Бяла с глухим стоном на слабеющих с каждым шагом ногах прошла между ними, изломанная, сгорбленная, словно древняя старуха. Упала, не добравшись до камня пары шагов. Иларий вскочил, подхватил с земли Бялу, словно та была совсем невесомая, положил у подножия камня.
Агата упала навзничь на траву, уставившись в небо.
Она могла поклясться, что в этот миг земля под ними вздохнула. Раз, другой, третий.
— Это… — голос закрайца донесся словно издалека. — Что это было, Владек? Этот свет?
— Это отповедь, настоящая, не за зло, а за благо. За щедрый дар, — ответил Иларий.
«Владек. Послышалось мне. А может, перепутал закраец. После такого немудрено», — подумала Агата, глядя, как медленно плывет над вершинами маленькое легкое облачко, гонимое вечно беспокойным ветром, и чувствуя, как под спиной медленно вздымается и опадает теплая грудь земли.
Где-то рядом, в отдалении, заплакал ребенок. А может, тоже показалось. Бяла тихо поднялась, погладив на прощание камень, и, опираясь на руку Илария, пошла прочь.
Глава 100
Мирогнев проснулся и вовсю сучил ножками в корзинке, пытаясь достать пяткой широкую морду нависшего над ним Прошки. Рядом с корзинкой сидел, склонив набок пушистую голову, белоснежный пес.
— Здравствуй, учитель. Не ожидал таким тебя увидеть, высший маг Мечислав. Или как лучше звать тебя?
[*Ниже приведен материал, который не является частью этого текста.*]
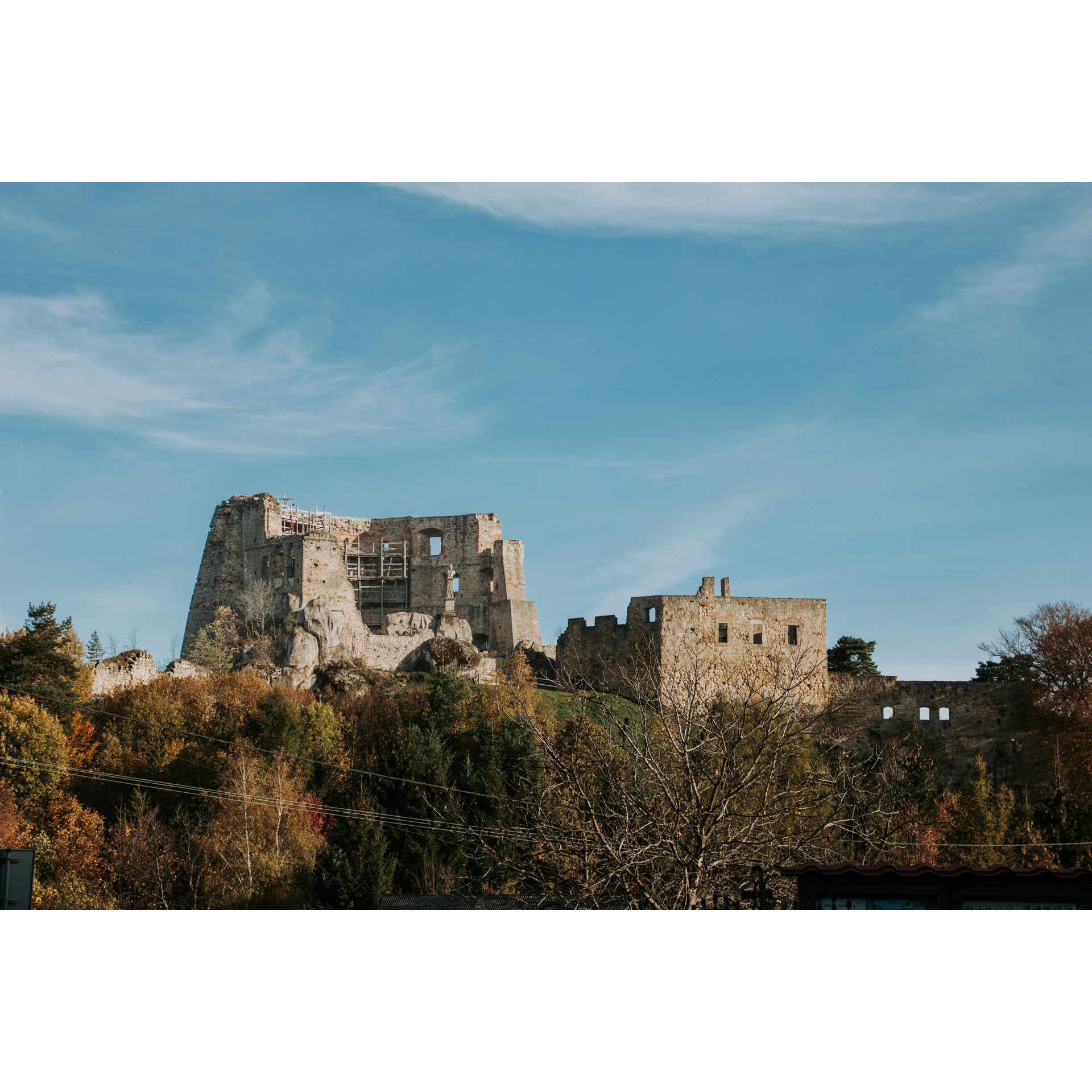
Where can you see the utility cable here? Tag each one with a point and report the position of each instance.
(221, 794)
(262, 751)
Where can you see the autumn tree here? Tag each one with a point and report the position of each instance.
(146, 860)
(261, 839)
(985, 824)
(33, 748)
(672, 793)
(1052, 650)
(214, 646)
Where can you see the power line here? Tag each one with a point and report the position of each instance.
(262, 751)
(221, 794)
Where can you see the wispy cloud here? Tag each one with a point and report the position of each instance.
(721, 209)
(243, 384)
(985, 300)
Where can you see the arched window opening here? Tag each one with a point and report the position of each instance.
(433, 541)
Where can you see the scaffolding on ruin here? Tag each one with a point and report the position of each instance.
(379, 573)
(295, 521)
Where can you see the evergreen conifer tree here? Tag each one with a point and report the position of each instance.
(354, 871)
(853, 656)
(44, 657)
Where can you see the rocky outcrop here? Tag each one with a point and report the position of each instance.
(184, 669)
(454, 628)
(407, 624)
(543, 665)
(345, 680)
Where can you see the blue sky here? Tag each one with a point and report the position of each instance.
(875, 395)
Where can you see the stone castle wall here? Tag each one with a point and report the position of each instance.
(717, 631)
(303, 562)
(984, 719)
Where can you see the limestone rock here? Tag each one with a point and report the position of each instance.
(446, 652)
(407, 624)
(184, 669)
(544, 667)
(303, 649)
(454, 628)
(345, 680)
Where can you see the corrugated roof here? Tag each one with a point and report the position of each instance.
(466, 902)
(942, 872)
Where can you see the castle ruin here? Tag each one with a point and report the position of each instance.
(723, 631)
(378, 591)
(367, 590)
(719, 635)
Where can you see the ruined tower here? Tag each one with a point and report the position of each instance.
(371, 579)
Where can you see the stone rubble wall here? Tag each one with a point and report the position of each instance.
(248, 545)
(675, 629)
(983, 719)
(134, 669)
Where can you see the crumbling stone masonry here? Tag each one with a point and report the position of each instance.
(961, 720)
(720, 629)
(365, 589)
(136, 668)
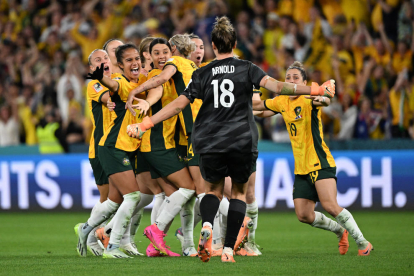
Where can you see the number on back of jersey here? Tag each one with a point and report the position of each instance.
(226, 93)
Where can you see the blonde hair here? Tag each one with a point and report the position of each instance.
(223, 35)
(184, 44)
(144, 47)
(299, 66)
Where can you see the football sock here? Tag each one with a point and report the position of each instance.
(100, 214)
(252, 211)
(187, 222)
(91, 236)
(172, 206)
(237, 210)
(216, 230)
(224, 210)
(137, 216)
(123, 217)
(159, 199)
(197, 214)
(208, 208)
(323, 222)
(347, 221)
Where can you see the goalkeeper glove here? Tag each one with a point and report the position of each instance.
(138, 130)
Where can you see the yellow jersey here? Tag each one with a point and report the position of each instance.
(303, 122)
(115, 134)
(180, 80)
(100, 114)
(161, 136)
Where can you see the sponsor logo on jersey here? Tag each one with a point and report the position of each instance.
(298, 110)
(98, 87)
(126, 162)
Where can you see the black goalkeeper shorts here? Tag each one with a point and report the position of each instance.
(238, 165)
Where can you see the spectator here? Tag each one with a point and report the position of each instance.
(400, 107)
(9, 125)
(49, 133)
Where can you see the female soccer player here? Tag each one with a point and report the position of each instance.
(116, 149)
(315, 169)
(224, 133)
(159, 149)
(110, 47)
(97, 97)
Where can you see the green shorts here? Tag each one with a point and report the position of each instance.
(304, 186)
(254, 161)
(163, 163)
(114, 160)
(182, 152)
(193, 158)
(141, 165)
(98, 172)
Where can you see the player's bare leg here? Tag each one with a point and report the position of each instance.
(100, 214)
(253, 213)
(92, 242)
(208, 208)
(127, 186)
(327, 192)
(172, 206)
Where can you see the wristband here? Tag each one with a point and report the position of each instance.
(316, 90)
(147, 123)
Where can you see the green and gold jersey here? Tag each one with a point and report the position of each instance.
(100, 115)
(161, 136)
(180, 80)
(303, 122)
(116, 135)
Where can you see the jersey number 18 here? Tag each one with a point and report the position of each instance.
(225, 92)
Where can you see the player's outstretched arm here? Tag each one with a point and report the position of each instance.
(156, 81)
(170, 110)
(290, 89)
(98, 74)
(154, 95)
Пес поднял на мага семицветный взгляд. И начал медленно подниматься на задние лапы, вырастая. Скоро перед Агнешкой и манусом стоял невысокий старик с белоснежной бородой и забранными в длинный хвост волосами, спускавшимися почти до пояса.
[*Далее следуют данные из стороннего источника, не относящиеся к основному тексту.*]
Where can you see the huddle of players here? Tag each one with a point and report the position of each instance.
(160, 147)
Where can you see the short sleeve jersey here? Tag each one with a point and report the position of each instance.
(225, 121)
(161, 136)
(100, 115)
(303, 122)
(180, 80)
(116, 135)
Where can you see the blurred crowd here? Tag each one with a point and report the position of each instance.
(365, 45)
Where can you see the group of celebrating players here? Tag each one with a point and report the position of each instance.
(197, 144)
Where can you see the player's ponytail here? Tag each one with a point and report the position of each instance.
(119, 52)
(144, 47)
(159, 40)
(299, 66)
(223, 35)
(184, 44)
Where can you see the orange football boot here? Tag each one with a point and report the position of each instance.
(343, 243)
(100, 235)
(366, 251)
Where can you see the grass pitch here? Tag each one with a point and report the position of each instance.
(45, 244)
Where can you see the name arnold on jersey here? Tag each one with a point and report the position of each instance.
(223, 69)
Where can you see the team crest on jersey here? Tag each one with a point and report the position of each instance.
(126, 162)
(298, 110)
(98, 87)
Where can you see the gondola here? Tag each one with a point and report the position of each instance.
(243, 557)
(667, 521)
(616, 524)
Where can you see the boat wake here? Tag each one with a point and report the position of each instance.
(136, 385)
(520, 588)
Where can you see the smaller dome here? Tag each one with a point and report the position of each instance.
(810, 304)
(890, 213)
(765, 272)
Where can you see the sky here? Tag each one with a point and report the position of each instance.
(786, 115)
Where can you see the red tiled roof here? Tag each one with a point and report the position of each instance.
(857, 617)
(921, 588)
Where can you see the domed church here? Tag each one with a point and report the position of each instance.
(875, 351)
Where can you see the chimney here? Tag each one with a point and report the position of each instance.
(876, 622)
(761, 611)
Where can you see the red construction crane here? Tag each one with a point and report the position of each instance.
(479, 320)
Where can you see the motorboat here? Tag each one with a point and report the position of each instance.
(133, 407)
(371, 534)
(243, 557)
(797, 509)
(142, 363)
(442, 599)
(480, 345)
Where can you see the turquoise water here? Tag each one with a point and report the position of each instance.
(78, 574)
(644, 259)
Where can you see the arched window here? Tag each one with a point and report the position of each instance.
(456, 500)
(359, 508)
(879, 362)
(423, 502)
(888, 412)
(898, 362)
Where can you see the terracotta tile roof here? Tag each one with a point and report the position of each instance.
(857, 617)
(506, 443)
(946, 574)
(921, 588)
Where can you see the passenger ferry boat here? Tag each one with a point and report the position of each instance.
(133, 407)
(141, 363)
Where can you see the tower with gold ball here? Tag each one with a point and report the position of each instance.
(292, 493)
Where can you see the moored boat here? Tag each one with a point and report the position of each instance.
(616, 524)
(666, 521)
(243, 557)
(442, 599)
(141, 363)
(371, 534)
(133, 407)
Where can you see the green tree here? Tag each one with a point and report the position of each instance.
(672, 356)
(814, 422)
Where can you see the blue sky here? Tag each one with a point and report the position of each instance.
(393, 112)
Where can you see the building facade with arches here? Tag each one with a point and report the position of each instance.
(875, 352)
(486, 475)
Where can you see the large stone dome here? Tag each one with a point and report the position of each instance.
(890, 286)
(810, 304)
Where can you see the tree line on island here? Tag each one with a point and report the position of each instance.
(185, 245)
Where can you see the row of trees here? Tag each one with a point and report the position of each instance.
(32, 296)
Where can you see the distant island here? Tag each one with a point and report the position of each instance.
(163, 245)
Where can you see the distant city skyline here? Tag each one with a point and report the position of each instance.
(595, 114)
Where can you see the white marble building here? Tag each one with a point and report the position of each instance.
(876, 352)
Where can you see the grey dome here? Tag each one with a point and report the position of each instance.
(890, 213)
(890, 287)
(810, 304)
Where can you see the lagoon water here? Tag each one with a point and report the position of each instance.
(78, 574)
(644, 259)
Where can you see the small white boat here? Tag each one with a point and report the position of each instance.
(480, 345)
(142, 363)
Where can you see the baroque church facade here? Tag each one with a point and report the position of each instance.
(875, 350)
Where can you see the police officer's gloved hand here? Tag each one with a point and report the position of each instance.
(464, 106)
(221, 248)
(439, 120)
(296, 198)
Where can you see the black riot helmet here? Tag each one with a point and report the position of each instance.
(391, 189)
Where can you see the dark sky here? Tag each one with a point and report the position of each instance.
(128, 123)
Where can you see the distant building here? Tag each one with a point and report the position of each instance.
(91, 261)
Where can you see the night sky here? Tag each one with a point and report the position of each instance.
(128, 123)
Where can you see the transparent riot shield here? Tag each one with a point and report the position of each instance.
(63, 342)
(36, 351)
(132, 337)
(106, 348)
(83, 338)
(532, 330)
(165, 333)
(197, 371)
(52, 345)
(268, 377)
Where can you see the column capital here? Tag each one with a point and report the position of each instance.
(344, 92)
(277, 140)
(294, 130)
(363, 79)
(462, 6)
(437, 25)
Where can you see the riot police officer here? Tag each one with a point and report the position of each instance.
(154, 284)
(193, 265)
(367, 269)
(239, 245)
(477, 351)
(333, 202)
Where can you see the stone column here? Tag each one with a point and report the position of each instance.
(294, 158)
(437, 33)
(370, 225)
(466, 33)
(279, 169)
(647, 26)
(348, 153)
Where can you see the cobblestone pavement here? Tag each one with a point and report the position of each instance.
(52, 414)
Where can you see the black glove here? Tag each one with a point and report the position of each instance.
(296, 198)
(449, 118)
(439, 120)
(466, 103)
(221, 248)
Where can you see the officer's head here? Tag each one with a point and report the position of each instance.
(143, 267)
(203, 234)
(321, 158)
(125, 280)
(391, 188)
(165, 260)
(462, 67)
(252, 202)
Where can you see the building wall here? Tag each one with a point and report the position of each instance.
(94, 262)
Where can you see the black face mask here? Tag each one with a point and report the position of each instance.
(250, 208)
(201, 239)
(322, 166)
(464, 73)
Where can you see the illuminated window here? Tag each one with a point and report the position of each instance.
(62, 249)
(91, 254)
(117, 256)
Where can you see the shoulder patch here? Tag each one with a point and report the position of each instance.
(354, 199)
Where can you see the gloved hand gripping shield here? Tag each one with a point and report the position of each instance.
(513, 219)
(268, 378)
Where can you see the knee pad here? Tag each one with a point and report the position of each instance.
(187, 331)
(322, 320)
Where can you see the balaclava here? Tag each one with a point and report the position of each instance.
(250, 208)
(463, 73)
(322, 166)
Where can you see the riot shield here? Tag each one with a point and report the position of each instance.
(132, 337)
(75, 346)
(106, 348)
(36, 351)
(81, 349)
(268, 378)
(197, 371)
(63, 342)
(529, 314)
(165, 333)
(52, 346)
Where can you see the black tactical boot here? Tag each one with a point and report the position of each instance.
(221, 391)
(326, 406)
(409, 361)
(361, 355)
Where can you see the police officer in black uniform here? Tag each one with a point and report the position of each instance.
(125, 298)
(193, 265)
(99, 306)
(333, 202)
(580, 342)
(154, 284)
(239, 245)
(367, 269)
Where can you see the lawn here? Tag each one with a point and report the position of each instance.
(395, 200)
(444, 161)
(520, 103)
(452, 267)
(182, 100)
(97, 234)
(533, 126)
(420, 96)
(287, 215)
— И я не ждал видеть тебя таким, Владек. Да только каждому дорога своя. И уж теперь-то наши надолго разойдутся. Порадовал ты меня. Сестру избавил от мук. Ведь она, что лекарка твоя, никогда не может отказать, когда ее о помощи просят, силу тянут — а она и рада отдать, да только и ей самой нужна. Раньше вера была сильна, возвращали матери-земле маги часть силы. А потом позабыли и о вере, и об истинной отповеди. Теперь тебе непростой зарок — древнюю веру возродить. Кормить древнюю мать, как сама она вас, магов, кормит испокон веков. А о ней, — старик кивнул на Агнешку, в его радужных глазах мелькнуло что-то, похожее на нежность, — я позабочусь.